Intime – Langkah Mahkamah Konstitusi (MK) memutuskan adanya Pemilu tingkat nasional dan Pemilu lokal terus menuai sorotan.
Anggota Komisi II DPR RI Muhammad Khozin menilai MK telah bertransformasi tidak hanya sekadar menjadi penguji dan penafsir konstitusi (the guardian of constitution) tetapi juga menjadi lembaga ketiga pembentuk undang-undang setelah Pemerintah dan DPR.
“Perlu kita pahami bersama bahwa MK mempunyai peran sebagai negative legislator, bukan positive legislator. Pertanyaannya kemudian ketika MK dengan dalih menjaga agar Konstitusi tetap adaptif dengan dinamika jaman (living constitution) lalu bisa bertransformasi sebagai lembaga ketiga setelah presiden dan DPR menjadi perumus undang-undang?,” ujar Khozin dalam keterangan tertulis di Jakarta, Minggu (6/7).
Khozin mengingatkan harus ada penegasan bersama terkait fungsi dan peran MK ini. Menurutnya jangan sampai MK ini dengan berbagai putusan kontroversialnya menjadi ruang para pihak untuk menjadi jalan pintas menolak setiap produk perundang-undangan.
“Pembentukan produk perundangan ini kan high cost secara biaya, high cost secara tenaga, high cost secara waktu dan sebagainya. Nah jangan sampai hal ini tidak ada kepastian hukum. Kalau memang MK bertransformasi menjadi lembaga ketiga perumus UU ya sudah kita lakukan constitusional enginering terkait tugas pokok dan tusi dari MK,” ujarnya.

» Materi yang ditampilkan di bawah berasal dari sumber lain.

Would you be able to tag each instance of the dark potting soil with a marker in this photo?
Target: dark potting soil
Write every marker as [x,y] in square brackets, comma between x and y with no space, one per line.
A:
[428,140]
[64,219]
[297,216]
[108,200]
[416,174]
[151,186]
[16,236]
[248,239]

Dia mengungkapkan dalam putusan 135/2025 tentang keserentakan Pemilu, MK telah melakukan berbagai langkah paradoks. Menurutnya putusan 135/2025 jika disandingkan dengan putusan sebelumnya nomor 55/2019 tentang hal yang sama, ada beberapa kontradiksi. Di antaranya terkait pemilihan satu opsi dari enam opsi model keserentakan Pemilu yang diputuskan sebelumnya.
“Selain itu dalam keputusan 55/2019 MK dengan tegas menolak memberikan putusan mengenai model keserentakan karena menjadi tugas dari pembuat UU tapi di keputusan 135/2025 malah memerintahkan adanya Pemilu Nasional dan Pemilu Lokal,” ujar Politisi Fraksi PKB ini.
Lebih jauh, Khozin menilai pemerintah tidak bisa langsung melaksanakan putusan MK mengenai pemisahan Pemilu nasional dan Pemilu daerah. Menurutnya jika hal terjadi maka putusan MK dalam menjaga konstitusi justru memicu inkonsitusionalitas.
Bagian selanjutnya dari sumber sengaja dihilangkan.